After the evolution and maturity of Eminem that could be heard on Recovery, one could only expect that Em would pursue this path in this Bad Meets Evil project. Well, Eminem decided totally otherwise, digging out his old rhyming style attributed to his early work, reminiscent of The Slim Shady LP. Marshall Mathers looks like he decided to give something back to his die-hard fans after Recovery was labeled as a more commercial album.
The EP is a 45-minute display of lyrical mastery, both from Royce da 5’9 and Eminem, sometimes even pushing it too far, as if the MCs focused on technical skills and left aside the musical aspect of rap. Nonetheless, for any fan of battle rap, this is incredibly impressive. Listeners will pause, rewind and loop a lot of tracks to catch all the details in the lyrics.
Overall, the EP is very dark, and as I said earlier, is not one to be listened to on a bright sunny day while having lunch on your patio. It also feels very uneven. Fastlane has shades of Scary Movies, while The Reunion sounds like a track that could have been on the Relapse album, and then you have Lighters, featuring Bruno Mars, that, in my opinion, has no place on an EP like that, and feels like a track that was pushed in by the record label to ensure some radio play.

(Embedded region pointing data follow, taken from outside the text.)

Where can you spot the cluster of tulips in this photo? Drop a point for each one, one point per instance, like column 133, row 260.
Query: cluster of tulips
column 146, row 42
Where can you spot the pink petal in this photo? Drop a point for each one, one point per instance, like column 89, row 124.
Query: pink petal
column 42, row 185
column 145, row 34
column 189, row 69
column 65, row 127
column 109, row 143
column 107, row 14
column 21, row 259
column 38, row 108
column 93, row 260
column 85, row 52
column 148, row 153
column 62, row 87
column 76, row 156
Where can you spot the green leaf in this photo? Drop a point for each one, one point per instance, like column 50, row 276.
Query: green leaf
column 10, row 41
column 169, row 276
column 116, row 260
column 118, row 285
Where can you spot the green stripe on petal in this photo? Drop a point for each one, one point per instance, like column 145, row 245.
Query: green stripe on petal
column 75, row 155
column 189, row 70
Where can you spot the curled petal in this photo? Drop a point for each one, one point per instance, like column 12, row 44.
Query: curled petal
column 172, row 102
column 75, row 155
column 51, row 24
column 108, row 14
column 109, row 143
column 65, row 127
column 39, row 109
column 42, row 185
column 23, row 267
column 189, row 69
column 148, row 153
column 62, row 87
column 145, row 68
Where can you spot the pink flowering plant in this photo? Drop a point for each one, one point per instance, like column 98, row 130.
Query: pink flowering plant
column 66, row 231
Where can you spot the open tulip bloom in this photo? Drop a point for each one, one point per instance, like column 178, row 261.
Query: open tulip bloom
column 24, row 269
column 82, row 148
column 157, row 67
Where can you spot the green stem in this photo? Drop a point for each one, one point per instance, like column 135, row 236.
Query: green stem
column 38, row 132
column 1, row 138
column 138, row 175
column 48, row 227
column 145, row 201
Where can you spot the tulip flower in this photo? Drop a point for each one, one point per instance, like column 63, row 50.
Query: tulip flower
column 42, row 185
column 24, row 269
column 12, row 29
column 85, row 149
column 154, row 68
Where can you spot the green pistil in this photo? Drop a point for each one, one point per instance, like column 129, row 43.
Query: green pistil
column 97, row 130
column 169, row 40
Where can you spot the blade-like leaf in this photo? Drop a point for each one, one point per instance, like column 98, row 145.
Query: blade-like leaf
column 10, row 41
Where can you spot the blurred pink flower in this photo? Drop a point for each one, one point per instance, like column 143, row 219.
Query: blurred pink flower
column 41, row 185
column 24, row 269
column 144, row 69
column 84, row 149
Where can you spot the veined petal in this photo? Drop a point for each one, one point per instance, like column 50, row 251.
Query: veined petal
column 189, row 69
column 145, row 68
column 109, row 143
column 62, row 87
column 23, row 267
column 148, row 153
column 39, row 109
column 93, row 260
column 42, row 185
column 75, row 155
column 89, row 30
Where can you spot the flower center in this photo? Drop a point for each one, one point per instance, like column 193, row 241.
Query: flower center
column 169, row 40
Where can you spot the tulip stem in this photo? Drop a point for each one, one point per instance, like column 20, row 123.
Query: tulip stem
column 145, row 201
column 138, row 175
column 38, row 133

Having two rappers exchanging verses on every track feels refreshing though, getting out of the mold of 90% of hip-hop tracks that are rapped by one artist and have a sung-chorus by an invited artist. But, having two rappers sort of battling it out on an entire EP, you can’t help but start to compare them at some point. Honestly, I never thought I’d say that, but I think that overall, Royce da 5’9 overshadows Eminem on the EP. Eminem sounds too agressive and out of control, while Royce has an incredible flow that doesn’t feel forced. Em also brings back his multiple disses towards celebrities, which start to feel a bit old after the wisdom shown (not on every track of course) on Recovery. He even brings back another diss to the late David Carradine, which is pushing it too far in my opinion…
After pointing out its flaws, I now have to raise my hat to the highlight of this EP, which is Take From Me. This melancholic song about internet-leaking and lack of confidence towards their entourage is to me, musically, one of the best tracks Eminem has ever been featured on. Both rappers show vulnerability and honesty accompanied by an incredible melody by Mr. Porter, making it a memorable song, even if it feels like an orphan on an EP focused on battle rap.
Hell: The Sequel, fulfills what it was meant to be: an album for hardcore hip-hop fans looking for lyrical prowess and a dark, agressive sound. Royce da 5’9 and Eminem prove to the world once again that they’re 2 of the greatest rap artists ever, even if sometimes the quality of the musicality suffers from the technical display.